Based on these findings the authors speculate that F-actin polymerisation at/close to the apicoplast is not solely responsible for segregation of this organelle. However a detailed analysis of F-actin dynamics is still missing and the authors reach this conclusion based on differences in F-actin accumulation.

Therefore, another (potentially more plausible) interpretation is that in absence of FH-2 F-actin nucleation at the apicoplast is completely abrogated, while depletion of CAP leads to a significant reduction, but not abolishment of F-actin dynamics. This slower dynamics would still result in a thicker intravacuolar network, but could still be sufficient for segregation of the apicoplast.

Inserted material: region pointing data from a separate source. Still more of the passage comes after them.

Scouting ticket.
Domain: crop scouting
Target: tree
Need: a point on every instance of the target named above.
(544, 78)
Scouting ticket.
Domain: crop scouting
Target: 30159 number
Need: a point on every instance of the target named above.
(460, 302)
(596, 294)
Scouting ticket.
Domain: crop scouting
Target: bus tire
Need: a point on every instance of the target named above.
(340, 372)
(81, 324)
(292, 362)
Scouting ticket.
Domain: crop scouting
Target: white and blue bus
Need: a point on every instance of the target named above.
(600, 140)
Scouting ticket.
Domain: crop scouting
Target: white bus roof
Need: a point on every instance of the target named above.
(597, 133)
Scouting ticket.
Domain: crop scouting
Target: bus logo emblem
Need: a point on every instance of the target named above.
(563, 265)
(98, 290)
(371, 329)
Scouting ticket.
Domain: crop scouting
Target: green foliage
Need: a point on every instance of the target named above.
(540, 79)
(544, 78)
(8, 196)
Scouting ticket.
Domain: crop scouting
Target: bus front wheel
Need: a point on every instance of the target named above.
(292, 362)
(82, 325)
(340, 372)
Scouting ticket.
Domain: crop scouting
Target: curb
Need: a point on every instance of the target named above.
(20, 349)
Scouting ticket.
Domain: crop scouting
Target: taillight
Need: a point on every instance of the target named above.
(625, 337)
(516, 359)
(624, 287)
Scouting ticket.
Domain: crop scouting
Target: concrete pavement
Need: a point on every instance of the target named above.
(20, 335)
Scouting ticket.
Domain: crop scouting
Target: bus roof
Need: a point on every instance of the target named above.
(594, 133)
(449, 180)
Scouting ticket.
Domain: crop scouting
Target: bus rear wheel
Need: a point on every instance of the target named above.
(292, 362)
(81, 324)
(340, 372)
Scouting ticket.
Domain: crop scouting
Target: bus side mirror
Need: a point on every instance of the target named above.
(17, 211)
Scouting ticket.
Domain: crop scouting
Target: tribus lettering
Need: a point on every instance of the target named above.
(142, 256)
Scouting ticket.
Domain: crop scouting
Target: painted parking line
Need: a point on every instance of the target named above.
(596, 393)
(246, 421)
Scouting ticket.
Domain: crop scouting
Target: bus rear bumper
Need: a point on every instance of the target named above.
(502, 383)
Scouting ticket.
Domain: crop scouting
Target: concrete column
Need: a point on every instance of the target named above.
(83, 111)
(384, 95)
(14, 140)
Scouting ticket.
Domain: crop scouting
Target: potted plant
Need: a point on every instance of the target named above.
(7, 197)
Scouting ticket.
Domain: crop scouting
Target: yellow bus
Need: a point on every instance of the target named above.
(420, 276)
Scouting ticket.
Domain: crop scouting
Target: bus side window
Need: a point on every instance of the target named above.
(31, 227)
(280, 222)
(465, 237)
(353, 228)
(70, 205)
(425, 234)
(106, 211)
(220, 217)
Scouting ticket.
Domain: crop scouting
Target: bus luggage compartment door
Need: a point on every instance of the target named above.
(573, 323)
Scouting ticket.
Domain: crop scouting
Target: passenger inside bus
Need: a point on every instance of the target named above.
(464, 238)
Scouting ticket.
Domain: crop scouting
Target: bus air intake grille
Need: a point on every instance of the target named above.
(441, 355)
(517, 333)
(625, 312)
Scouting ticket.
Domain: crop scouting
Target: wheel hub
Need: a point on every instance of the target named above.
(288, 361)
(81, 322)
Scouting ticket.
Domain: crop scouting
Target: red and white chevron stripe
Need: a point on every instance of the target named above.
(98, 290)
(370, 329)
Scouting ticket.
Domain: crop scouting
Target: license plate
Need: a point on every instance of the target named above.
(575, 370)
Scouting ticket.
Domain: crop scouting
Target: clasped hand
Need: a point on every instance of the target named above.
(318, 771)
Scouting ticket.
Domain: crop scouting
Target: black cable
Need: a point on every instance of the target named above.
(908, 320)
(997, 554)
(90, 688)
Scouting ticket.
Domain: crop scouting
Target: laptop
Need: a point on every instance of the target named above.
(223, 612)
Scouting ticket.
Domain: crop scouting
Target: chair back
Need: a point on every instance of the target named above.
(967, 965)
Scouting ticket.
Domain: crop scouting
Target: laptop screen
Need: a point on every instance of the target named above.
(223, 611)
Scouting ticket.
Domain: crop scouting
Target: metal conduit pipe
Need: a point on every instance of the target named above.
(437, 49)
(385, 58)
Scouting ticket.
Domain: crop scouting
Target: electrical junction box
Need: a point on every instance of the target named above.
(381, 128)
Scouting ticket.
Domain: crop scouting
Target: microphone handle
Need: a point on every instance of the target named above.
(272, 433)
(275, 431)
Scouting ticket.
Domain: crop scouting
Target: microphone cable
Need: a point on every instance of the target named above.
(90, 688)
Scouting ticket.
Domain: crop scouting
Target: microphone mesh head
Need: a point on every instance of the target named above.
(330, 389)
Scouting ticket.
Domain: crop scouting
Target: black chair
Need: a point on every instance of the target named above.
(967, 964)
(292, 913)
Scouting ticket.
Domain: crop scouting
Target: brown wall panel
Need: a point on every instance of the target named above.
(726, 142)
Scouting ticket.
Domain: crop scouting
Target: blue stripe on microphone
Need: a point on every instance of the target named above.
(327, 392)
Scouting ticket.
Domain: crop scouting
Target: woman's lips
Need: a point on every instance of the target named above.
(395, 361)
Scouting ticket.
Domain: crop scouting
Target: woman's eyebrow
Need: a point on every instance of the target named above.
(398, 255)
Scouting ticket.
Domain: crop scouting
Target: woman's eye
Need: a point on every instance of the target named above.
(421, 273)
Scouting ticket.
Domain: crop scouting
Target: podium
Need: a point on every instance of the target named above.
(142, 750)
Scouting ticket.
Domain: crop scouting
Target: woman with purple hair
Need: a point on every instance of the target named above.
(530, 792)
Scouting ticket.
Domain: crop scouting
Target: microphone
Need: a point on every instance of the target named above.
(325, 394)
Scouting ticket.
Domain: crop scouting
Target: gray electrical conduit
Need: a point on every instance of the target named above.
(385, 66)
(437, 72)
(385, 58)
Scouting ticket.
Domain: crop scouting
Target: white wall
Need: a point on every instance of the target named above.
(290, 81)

We have added this interpretation to the Discussion:

“An explanation for efficient apicoplast inheritance in the ∆CAP line, despite loss of the visible actin polymerisation centre, could be that F-actin dynamics are not completely abrogated. It is a possibility that Formin 2-mediated actin nucleation is still occurring in this region and is sufficient to ensure apicoplast segregation.”

While it would be interesting to analyse and compare F-actin dynamics in these mutants in more detail, within this study, it is in my opinion sufficient to weaken the discussion accordingly (see below).

A major concern is the invasion assay employing Cb-EmeraldFP parasites. While the authors show convincingly that the junction is formed using the junctional marker Ron4 (Figure 8H), this is expected, since depletion of actin (or other components of the acto-myosin system) has no influence on junction formation (Whitelaw et al., 2017; Egarter et al., 2014).

However, the images provided in Figure 8G, indicating F-actin accumulation at the junction, are not convincing and the signal could well be due to a compression effect at the junction during invasion. Also, potential differences in F-actin accumulation at the junction need to be compared with WT parasites. Since this would be a longer endeavour and would not significantly add to the current study, this reviewer suggests to remove this set of data until a more convincing analysis has been performed.

We agree that this set of data does not significantly add to the current study and would require considerable further experimentation to provide reasonable insight. As such, Figure 8G and H have been removed, as well as associated text in the Results and Discussion.